有一天,我對兒子說:「剛搬來台北,慢慢來。如果你還沒準備好去學校,即使沒有身體不舒服,也可以告訴我。不用急。」接下來的一週,我每天早上只會問他:「你今天想去學校嗎?」他總是回答:「還不想。」也不再說自己身體不舒服了。直到有一天早上,當我打開房門準備叫他起床時,卻看到他已經穿好制服,正在整理書包。他抬頭看著我說:「我試試看。」如今,看著他與同學們相處融洽,我真的很慶幸當時沒有急著逼他融入。
Some might ask, "How can you tolerate a child 'faking' sickness or 'lying' just to avoid school?" But just like adults sometimes feel a sudden "I don't want to get up" or "I don't want to go to work," that feeling of being "unwell" isn't fake. It's a genuine emotional response, a signal from our mind and body for help. When we feel our worst, we don't always need an immediate solution or a reason. We often just need someone to be there, offering the simplest yet most powerful support:「Take it easy. Take your time. I am here for you.」This is a warm embrace, not just for children but for anyone who needs to be understood and accepted.

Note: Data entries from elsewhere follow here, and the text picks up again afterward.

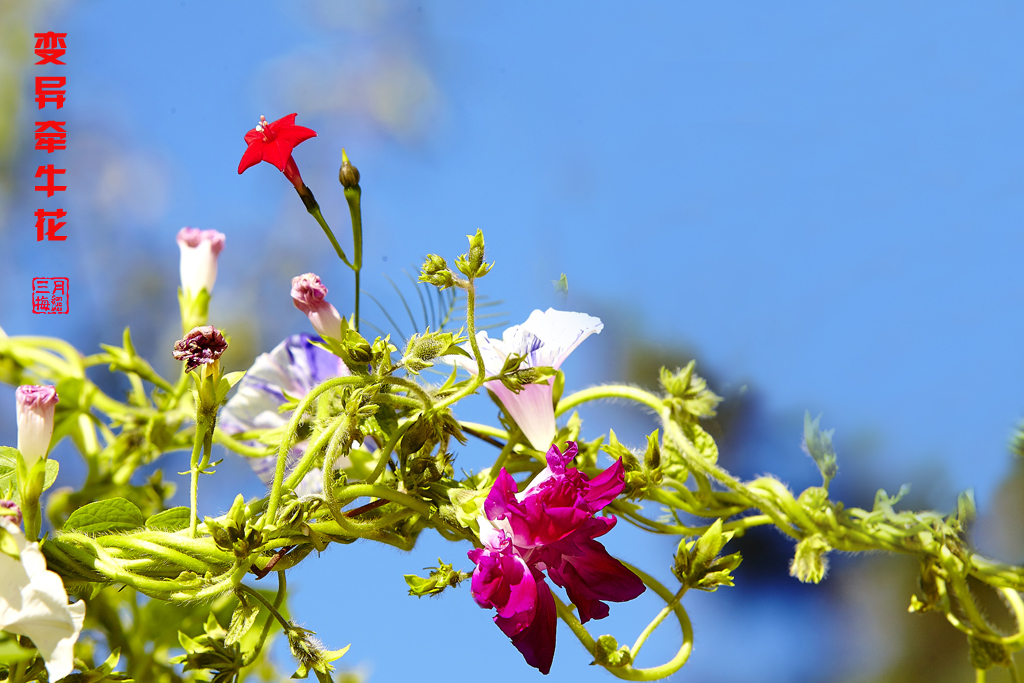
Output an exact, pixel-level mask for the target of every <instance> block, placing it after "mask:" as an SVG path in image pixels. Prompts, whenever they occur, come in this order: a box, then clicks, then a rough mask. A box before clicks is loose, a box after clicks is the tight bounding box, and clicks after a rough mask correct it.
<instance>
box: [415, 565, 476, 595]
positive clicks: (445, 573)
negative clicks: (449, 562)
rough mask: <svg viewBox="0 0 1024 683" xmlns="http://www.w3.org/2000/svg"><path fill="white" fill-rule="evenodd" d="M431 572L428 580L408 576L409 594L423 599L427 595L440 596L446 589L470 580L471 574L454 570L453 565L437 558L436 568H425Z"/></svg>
mask: <svg viewBox="0 0 1024 683" xmlns="http://www.w3.org/2000/svg"><path fill="white" fill-rule="evenodd" d="M424 568H426V569H429V570H430V575H429V577H428V578H426V579H424V578H423V577H417V575H416V574H415V573H407V574H406V583H407V584H409V594H410V595H415V596H416V597H418V598H422V597H423V596H425V595H439V594H440V593H441V592H443V591H444V589H445V588H455V587H456V586H458V585H459V584H461V583H462V582H464V581H466V580H467V579H469V578H470V575H471V574H468V573H466V572H465V571H460V570H458V569H454V568H452V565H451V564H445V563H444V562H441V558H439V557H438V558H437V566H436V567H424Z"/></svg>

或許有人會說,怎麼可以容忍孩子為了不去學校而「裝病」或「撒謊」?但就像我們大人有時也會莫名其妙地「不想起床」、「不想上班」一樣,那種「不舒服」並不是裝出來的。它是一種真實的情緒反應,一種身心發出的求救信號。在我們最「不舒服」的時候,不一定要急著找到原因、解決問題,而是需要有人在旁邊,給予最簡單卻最有力量的支持:「沒關係,慢慢來! 我陪你.」這不僅是給予孩子,也是給予所有需要被理解、被接納的人,一個最溫暖的擁抱。
Whenever Elaine is under stress, she has a headache.
每當伊蓮有壓力時,她就會頭痛。
Mr. Johnson lays stress on the importance of punctuality.
強森先生強調守時的重要性。
Work and housework stress Maggie out.
工作和家事讓瑪姬喘不過氣來。
My mother always stresses the importance of honesty.
我母親總是強調誠實的重要性。
Brian was caught using fake money.
布萊恩因為使用假鈔被抓。
After careful examination, the experts revealed that the painting was a fake.
經過詳細檢驗,專家指出這幅畫是假畫。
The teacher was angry when he found Gary had faked his father's signature.
老師發現蓋瑞偽造父親的簽名時很生氣。
Ruth didn't want to go out with Tim, so she faked a stomachache.
茹絲不想和提姆約會,所以假裝胃痛。
The mother embraced her baby, tenderly coaxing it to sleep.
母親溫柔地擁抱著寶寶,哄他入睡。
When Patricia saw her good friend Herman on the street, they embraced.
派翠西亞在街上遇到好友赫曼時,他們抱了一下。
The young couple held each other in a long embrace, apparently losing all track of time.
這對年輕情侶久久地摟抱著彼此,似乎忘了時間流逝。
We should embrace this opportunity to learn new skills and adapt to the changing market. 我們應該擁抱這個機會去學習新的技能,以及適應不斷變化的市場。
Vanessa transferred to another school because of high tuition fees.
由於學費高昂,凡妮莎轉學到另一所學校。
I'll take leave to attend my sister's wedding.
我會請假去參加妹妹的婚禮。
Emily always makes sure to fit in a workout at the gym to stay healthy and relieve stress.
艾蜜莉總是確保能找時間到健身房運動,以保持健康並紓解壓力。